A fazer uma aposta clara no mercado do bunkering, a Enacol acaba de firmar um acordo com a Lubmarine, uma referência mundial do mercado de lubrificantes, que vai permitir à petrolífera de Cabo Verde reforçar o fornecimento a armadores internacionais. Essa parceira ajusta-se a uma ideia de que há perspectivas para o “aumento continuado e robusto dos volumes vendidos” de combustível a navios estrangeiros, neste, e nos próprios anos, a partir deste arquipélago.
De resto, o bunkering tem sido assumido pela Enacol “como um negócio estratégico no seu crescimento”, como refere a responsável por este sector naquela empresa, Janine Fonseca. “Por isso temos feito significativos investimentos, tanto nos recursos humanos como em infra-estruturas”, avança.
Em 2011, as duas petrolíferas, Enacol e Vivo Energy, realizaram um recorde de vendas no sector de bunkering, em parte reflexo da parceria entre a Enacol e a internacional AEGEAN. Os números rondaram as 89 mil toneladas de combustível que foram fornecidos a navios que atravessam o Atlântico. Mas o acordo não vingou por muito tempo e, em consequência, o volume de negócios diminuiu para pouco mais 55 mil nos dois anos seguintes, 2012 e 2013.
Maior operação de bunkering
Mas, desde 2014, nota-se agora uma retomada gradual, tendo a Vivo Energy realizado logo no início desse ano a maior operação de bunkering do arquipélago. O fornecimento foi feito ao segundo maior navio grua do mundo, Saipem 7000, que recebeu nos seus tanques 6,5 mil toneladas de combustível, cerca do dobro da quantidade transaccionada antes pela Enacol e mais do triplo da maior operação do género da própria Vivo Energy.
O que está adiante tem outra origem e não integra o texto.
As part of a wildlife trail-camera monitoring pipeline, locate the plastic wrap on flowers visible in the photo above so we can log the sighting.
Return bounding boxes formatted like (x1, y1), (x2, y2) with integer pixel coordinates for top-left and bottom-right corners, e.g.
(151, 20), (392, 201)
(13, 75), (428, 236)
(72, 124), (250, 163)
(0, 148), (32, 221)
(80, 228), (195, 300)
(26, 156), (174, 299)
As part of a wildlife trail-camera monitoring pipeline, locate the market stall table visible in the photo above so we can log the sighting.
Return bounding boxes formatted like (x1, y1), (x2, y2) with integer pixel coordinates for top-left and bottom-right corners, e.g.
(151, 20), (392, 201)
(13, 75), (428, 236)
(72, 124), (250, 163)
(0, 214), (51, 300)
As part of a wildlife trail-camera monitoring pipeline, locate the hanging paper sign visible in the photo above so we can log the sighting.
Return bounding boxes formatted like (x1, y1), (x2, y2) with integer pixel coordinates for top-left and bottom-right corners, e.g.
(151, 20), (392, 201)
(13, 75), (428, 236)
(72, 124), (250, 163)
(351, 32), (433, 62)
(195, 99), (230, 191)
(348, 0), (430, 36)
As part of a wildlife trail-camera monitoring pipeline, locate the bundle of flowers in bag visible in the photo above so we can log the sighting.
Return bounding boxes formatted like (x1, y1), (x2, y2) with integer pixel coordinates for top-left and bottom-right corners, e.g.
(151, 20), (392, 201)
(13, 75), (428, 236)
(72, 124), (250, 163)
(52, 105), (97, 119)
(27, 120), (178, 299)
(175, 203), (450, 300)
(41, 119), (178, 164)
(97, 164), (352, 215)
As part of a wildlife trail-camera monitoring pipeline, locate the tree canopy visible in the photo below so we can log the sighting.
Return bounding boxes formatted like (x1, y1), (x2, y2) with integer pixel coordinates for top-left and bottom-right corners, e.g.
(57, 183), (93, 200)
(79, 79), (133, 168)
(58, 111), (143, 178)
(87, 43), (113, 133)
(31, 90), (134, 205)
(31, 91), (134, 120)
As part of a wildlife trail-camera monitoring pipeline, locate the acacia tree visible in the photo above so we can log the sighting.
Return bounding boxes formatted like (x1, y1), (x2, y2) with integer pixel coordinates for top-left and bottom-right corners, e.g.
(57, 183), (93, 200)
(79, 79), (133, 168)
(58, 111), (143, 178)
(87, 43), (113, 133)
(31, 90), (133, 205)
Foram necessários quatro dias para se realizar a operação, que se revelou um teste para a toda logística não só da empresa fornecedora como do próprio Porto Grande, em São Vicente, e a autoridade reguladora, a Agência Marítima e Portuária. Superado esse teste, as petrolíferas reforçaram a aposta no desenvolvimento do mercado e os resultados começam a aparecer. De resto, a previsão é de que no final deste ano os números apontem para um “crescimento robusto”, a ponto de superar o recorde de vendas registado em 2011.
Concorrência
Ainda assim, Janine Fonseca, da Enacol, acredita que uma estratégia sustentável mostra-se como uma necessidade e, ela, passará por uma aposta em “condições internas que garantam volumes crescentes no tempo e ancorados a Cabo Verde”.
Para isso, pede-se, refere uma nota da Enacol, “uma melhor regulamentação, consolidação das melhores práticas da indústria, adequação permanente dos meios logísticos e humanos às exigências da actividade, protecção ambiental, simplificação dos processos administrativos e regulatórios”.
Até porque, diz quem actua no sector, a concorrência, principalmente de Las Palmas e Dakar, não dorme. E quando vêem Cabo Verde a crescer nesse ramo de actividade, tendem a reforçar as suas ofertas para atrair clientes como Saipem 7000.
Entretanto, nesses tempos em que a economia do mar é vista como saída para Cabo Verde, muitos acreditam que o bunkering pode desempenhar um papel importante para o Porto Grande reassumir protagonismo que teve no passado, quando os navios a carvão precisavam entrar para abastecer na baía de São Vicente. Mas isso só se concretizará na prática se existir “uma estratégia bem montada e o profissionalismo necessário”, como já disse João Carlos Silva, da Vivo Energy.
O bunkering movimenta milhões de dólares em todo o mundo e abrange não só o fornecimento de fuel, mas também de lubrificantes. A grande aposta do no momento é o trading de fuel com baixo teor de enxofre. A União Europeia já tem legislação que favorece o uso de fuel com baixo teor de enxofre, e a América do Norte também, pelo que Cabo Verde pode aproveitar para fomentar o negócio com esse tipo combustível, oferecendo melhores preços do que Dakar.